"A proposta do Código Florestal apresentada pelo deputado Paulo Piau
(PMDB/MG) é decepante e decepcionante porque atuou, nas modificações
propostas, de acordo com os interesses do agronegócio"
Chico Alencar
(em pronunciamento à Câmara)
Senhor Presidente, Senhoras e Senhores Deputados e todo(a)s o(a)s que assistem a esta sessão ou nela trabalham:
A
proposta do Código Florestal apresentada pelo deputado Paulo Piau
(PMDB/MG) é decepante e decepcionante. Decepcionante porque Sua
Excelência sempre proclamou “isenção” e “olhar técnico” sobre o projeto
que veio do Senado. Ele não procedeu assim: atuou, nas modificações
propostas, de acordo com os interesses do agronegócio.
Aqui não se
trata de um Código Florestal, mas de um Código facilitador das grandes
atividades econômicas no campo brasileiro. O enfoque produtivista, sem
mediação com a urgente e necessária preservação ambiental, predominou. A
fantástica biodiversidade e os ricos biomas brasileiros, já tão
maltratados, continuarão vulneráveis.
Relembramos que o Código
Florestal em vigor, desde 1965, agora sepultado, nunca foi respeitado
integralmente. Isto explica nossos recordes de desmatamento, enchentes
destruidoras, estiagens recorrentes, espécies em extinção. Tudo soma
negativamente para os extremos climáticos que afetam o planeta como um
todo. E atinge nossa lisonjeira posição de país que tem a maior reserva
de água doce do mundo.
Das 21 propostas de alteração feitas pelo
relator, apenas duas procedem, por retirarem repetições do texto que
veio do Senado. As demais são desastrosas: rejeitam princípios como a
“importância da biodiversidade”, o “compromisso com a sustentabilidade”,
a “proteção da vegetação nativa” e a “integração da norma florestal com
as demais políticas ambientais”. Tudo isso foi simplesmente retirado do
artigo 1º, para evitar “dubiedade na Justiça”, segundo o relator!
A
proposta, que obteve apoio da maioria do plenário da Câmara, é
fragilizadora: das nascentes, dos cursos d´água, dos rios, das matas
ciliares, dos manguezais, dos nossos biomas. Deixa indeterminada a
recuperação da vegetação nativa nas Áreas de Proteção Permanente. Exclui
a delimitação de faixa de proteção das veredas. Não exige APPs em
reservatórios de água de até um hectare. Dispensa também APPs em imóveis
de até 15 módulos voltados para a aquicultura. Rejeita a determinação
de que municípios delimitem faixas de passagem de inundação por meio dos
planos diretores e leis de uso do solo. Recusa a exigência de
implantação e manutenção de áreas verdes de 20 metros quadrados por
habitante nas novas expansões urbanas. Retira controles sobre a
atividade madeireira, inclusive a emissão de documento de origem
florestal. Exclui a obrigatoriedade da oitiva do órgão ambiental federal
para supressão de vegetação que abrigue flora ou fauna ameaçada de
extinção. Favorece créditos e incentivos a ruralistas, sem exigências de
programa de regularização ambiental no prazo de 5 anos, anistiando e
premiando a quem desmatou irregularmente. Joga fora a destinação de 30%
dos recursos arrecadados com cobrança pelo uso da água (Lei 9.433/97)

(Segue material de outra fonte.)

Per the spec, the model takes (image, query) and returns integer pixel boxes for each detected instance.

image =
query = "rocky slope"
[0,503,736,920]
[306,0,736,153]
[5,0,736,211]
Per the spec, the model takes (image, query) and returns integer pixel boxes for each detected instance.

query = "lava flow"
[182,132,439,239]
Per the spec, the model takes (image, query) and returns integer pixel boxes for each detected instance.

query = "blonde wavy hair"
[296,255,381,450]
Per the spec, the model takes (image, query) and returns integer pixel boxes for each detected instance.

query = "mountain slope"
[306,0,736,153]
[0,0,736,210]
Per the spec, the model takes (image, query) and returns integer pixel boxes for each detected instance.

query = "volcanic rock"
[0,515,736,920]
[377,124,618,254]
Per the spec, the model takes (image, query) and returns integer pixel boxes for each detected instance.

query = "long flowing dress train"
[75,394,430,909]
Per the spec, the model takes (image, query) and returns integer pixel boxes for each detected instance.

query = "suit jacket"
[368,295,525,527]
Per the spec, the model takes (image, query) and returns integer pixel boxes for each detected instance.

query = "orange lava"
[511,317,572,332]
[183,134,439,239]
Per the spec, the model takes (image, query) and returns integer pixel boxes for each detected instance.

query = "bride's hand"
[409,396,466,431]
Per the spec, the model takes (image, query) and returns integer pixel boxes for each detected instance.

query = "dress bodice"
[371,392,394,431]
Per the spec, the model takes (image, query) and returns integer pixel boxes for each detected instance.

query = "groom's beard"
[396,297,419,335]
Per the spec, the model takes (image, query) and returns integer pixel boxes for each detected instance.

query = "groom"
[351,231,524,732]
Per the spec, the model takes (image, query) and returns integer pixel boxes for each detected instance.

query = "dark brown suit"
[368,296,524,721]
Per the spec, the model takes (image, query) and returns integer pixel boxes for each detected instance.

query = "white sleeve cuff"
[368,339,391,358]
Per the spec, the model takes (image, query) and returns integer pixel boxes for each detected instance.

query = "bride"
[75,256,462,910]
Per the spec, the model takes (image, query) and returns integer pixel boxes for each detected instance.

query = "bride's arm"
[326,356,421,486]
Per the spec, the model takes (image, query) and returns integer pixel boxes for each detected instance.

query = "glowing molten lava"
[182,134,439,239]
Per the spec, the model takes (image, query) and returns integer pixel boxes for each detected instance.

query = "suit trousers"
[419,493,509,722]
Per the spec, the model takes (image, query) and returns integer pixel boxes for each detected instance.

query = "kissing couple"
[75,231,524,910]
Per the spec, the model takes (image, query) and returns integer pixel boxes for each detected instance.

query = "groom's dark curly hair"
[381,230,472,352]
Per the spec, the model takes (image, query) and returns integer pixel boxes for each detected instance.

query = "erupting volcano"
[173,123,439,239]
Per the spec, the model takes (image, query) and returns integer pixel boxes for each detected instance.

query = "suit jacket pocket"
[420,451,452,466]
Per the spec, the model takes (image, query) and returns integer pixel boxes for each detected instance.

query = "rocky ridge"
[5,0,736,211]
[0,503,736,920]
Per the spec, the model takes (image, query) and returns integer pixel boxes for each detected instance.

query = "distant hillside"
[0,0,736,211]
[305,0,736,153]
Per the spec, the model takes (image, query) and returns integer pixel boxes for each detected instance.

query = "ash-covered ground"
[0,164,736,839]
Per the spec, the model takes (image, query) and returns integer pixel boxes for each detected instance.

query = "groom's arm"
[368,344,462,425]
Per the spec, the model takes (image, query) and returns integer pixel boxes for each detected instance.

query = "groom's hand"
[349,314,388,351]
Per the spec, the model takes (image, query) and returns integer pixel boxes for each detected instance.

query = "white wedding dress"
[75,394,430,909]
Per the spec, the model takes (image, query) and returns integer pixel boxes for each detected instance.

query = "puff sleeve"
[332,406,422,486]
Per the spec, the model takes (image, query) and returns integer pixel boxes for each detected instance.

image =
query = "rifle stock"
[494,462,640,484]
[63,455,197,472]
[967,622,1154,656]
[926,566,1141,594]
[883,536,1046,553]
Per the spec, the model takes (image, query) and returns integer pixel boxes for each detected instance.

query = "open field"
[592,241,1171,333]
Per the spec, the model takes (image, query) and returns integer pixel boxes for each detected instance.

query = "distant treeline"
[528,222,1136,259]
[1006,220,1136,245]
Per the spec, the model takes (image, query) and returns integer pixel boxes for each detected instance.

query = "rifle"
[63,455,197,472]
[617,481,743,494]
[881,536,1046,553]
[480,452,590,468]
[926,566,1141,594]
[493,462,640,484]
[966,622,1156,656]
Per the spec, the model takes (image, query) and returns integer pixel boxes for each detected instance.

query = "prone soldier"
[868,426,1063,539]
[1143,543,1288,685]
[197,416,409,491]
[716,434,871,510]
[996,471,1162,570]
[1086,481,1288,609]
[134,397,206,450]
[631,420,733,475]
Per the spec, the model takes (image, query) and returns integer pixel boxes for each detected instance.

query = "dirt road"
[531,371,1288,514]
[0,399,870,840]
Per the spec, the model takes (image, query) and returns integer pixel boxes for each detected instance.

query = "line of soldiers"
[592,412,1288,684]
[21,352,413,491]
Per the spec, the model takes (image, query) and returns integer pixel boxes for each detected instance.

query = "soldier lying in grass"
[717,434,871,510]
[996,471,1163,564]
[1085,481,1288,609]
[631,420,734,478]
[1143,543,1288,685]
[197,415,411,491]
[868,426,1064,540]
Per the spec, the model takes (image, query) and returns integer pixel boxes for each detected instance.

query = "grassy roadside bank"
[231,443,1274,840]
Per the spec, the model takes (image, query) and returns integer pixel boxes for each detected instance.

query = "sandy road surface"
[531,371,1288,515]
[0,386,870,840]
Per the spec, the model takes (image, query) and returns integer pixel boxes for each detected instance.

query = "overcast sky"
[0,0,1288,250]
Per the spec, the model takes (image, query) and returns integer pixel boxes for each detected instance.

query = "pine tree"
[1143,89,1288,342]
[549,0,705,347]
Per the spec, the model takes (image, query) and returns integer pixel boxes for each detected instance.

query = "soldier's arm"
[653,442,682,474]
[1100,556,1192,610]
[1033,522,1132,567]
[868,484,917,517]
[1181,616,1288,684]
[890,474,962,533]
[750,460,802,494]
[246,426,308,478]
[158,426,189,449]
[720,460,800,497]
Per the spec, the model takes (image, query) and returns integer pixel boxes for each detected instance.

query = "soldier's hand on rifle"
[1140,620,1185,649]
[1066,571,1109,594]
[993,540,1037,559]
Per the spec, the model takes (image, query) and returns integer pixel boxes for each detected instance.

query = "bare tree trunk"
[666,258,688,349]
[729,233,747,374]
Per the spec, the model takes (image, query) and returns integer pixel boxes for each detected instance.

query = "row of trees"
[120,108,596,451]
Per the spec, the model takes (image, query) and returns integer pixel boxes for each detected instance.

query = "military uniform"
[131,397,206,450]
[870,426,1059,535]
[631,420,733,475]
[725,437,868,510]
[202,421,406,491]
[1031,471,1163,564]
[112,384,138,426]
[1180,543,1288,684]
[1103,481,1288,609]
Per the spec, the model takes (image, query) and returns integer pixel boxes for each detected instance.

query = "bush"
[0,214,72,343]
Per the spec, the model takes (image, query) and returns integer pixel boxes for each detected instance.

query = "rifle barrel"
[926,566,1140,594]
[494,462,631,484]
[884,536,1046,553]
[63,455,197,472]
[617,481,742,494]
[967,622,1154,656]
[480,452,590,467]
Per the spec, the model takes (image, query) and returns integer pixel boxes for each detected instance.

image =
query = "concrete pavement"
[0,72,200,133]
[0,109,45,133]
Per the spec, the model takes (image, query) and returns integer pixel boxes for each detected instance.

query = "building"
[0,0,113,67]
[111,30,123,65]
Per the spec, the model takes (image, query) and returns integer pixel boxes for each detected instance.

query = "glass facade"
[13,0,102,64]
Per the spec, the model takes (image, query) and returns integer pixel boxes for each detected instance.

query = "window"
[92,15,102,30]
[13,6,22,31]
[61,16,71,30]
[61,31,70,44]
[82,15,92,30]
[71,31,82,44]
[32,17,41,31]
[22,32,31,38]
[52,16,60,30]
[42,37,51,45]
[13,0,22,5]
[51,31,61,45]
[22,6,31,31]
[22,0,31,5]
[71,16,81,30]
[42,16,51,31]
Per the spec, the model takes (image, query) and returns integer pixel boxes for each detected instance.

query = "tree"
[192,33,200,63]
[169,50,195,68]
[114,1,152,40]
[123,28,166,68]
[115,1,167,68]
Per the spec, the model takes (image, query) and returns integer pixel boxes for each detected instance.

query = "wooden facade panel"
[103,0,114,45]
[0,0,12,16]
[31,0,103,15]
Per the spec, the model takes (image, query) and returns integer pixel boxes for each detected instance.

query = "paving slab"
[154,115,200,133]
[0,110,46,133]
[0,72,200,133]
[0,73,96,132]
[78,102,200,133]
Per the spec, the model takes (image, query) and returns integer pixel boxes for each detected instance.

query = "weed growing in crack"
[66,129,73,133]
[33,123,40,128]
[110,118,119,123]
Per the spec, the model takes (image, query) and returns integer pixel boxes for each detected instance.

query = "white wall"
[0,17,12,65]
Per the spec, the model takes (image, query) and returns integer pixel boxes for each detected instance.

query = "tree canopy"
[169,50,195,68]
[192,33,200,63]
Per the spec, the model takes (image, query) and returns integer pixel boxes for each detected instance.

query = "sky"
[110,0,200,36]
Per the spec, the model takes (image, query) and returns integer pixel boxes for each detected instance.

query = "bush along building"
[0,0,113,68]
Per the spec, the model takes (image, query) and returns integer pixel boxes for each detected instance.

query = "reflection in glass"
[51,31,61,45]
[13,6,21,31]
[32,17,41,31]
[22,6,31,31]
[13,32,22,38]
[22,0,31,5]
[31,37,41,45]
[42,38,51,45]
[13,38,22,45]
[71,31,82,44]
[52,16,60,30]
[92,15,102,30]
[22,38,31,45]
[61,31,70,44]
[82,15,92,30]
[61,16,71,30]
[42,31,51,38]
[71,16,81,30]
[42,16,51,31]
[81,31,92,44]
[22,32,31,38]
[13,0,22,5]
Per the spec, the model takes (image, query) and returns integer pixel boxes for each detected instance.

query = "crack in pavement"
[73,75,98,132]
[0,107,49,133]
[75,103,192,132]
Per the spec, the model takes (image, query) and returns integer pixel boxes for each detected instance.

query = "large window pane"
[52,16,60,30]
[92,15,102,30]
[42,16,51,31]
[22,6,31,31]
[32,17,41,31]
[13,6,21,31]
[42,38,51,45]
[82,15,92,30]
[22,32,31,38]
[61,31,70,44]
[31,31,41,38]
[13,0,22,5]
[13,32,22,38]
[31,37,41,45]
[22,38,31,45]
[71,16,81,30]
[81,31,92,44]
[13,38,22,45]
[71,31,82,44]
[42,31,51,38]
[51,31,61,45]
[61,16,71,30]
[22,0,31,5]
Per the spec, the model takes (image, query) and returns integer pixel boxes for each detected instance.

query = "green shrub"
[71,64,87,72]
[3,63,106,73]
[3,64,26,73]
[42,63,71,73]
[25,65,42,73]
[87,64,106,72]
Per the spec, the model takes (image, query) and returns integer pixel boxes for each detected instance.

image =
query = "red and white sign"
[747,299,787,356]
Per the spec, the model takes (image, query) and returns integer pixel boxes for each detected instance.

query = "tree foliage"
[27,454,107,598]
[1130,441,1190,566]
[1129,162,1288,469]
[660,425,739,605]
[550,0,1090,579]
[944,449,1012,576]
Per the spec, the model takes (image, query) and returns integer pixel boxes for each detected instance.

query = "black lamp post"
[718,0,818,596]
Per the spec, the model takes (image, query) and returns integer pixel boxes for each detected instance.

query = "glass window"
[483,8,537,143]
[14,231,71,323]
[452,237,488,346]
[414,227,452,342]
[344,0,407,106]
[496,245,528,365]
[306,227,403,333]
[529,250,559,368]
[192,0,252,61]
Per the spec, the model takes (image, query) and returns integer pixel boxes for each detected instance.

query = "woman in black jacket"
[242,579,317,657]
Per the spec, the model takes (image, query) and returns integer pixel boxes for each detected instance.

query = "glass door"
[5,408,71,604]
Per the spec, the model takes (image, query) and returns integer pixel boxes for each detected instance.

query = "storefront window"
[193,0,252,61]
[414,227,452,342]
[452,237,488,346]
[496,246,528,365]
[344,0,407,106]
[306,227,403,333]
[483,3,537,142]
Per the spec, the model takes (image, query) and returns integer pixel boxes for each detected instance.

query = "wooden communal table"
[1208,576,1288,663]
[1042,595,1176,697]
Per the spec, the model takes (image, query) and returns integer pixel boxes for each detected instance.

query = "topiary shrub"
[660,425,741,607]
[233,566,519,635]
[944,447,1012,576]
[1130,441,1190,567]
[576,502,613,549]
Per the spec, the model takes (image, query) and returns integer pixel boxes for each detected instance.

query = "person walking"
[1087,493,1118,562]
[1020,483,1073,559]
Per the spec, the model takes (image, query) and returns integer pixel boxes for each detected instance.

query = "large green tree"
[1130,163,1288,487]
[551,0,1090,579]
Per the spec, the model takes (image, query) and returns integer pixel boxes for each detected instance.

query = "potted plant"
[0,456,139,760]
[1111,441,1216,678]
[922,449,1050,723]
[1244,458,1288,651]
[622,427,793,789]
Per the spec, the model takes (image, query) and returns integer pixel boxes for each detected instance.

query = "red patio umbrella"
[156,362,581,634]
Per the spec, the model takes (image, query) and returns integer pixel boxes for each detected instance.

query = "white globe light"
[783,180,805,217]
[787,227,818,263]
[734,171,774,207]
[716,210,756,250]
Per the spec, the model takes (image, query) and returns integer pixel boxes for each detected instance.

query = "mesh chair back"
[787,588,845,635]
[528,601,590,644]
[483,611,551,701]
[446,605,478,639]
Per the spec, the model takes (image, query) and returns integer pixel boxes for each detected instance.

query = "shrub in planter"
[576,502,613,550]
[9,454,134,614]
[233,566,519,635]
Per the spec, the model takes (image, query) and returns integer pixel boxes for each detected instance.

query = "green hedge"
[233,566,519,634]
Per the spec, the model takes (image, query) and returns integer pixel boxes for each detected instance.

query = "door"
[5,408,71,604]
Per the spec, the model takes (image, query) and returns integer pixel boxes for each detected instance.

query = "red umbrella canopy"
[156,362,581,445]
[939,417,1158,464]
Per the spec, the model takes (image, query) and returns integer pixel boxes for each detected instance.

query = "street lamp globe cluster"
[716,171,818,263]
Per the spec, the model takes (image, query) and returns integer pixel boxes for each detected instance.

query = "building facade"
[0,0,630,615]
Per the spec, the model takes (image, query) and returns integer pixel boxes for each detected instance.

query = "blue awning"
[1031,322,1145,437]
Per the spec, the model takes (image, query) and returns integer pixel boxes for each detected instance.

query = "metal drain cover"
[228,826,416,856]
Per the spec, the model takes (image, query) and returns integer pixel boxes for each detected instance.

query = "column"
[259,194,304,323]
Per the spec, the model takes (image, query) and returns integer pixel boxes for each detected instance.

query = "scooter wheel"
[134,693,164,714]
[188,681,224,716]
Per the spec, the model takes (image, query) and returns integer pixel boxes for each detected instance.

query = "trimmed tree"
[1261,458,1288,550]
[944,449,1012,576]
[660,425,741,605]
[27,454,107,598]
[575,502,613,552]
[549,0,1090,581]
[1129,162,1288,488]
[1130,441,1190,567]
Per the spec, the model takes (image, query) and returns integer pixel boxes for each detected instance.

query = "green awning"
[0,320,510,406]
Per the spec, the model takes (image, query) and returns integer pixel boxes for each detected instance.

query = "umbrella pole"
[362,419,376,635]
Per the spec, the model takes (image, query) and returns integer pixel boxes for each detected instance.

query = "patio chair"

para manutenção, recomposição ou recuperação de Áreas de Preservação
Permanente em bacias hidrográficas. Abre novas possibilidades de
empreendimentos da carcinicultura e outras atividades econômicas nos
biomas costeiros. Transfere para legislação posterior, inclusive de
âmbito estadual, a obrigatoriedade da recomposição das matas ciliares.
Tudo isso poderá soar, sem dúvida, como um ‘liberou geral’ para os que exploram economicamente o campo brasileiro.
Por
tudo isso, quando a consciência cidadã planetária se empenha no
princípio do cuidado e da precaução, e o mundo sofre com a devastação do
produtivismo sem critérios, só podemos repudiar essas alterações no
Código Florestal Brasileiro. O PSOL, como da votação inicial aqui na
Câmara, e como praticado no Senado Federal, por nossa representação,
afirma que todo esse processo está equivocado: não buscou informações
junto à ciência, manipulou os pequenos da agricultura camponesa e
extrativista como biombo para os interesses dos grandes, agiu no
interesse imediato, descomprometido com as futuras gerações e o Bem
Viver na Terra.
Sobre a decisão que o Parlamento tomou, cabe alertar: o futuro nos cobrará, a História não nos absolverá.
Sala das Sessões, 25 de abril de 2012.
Chico Alencar é Deputado Federal, PSOL/RJ.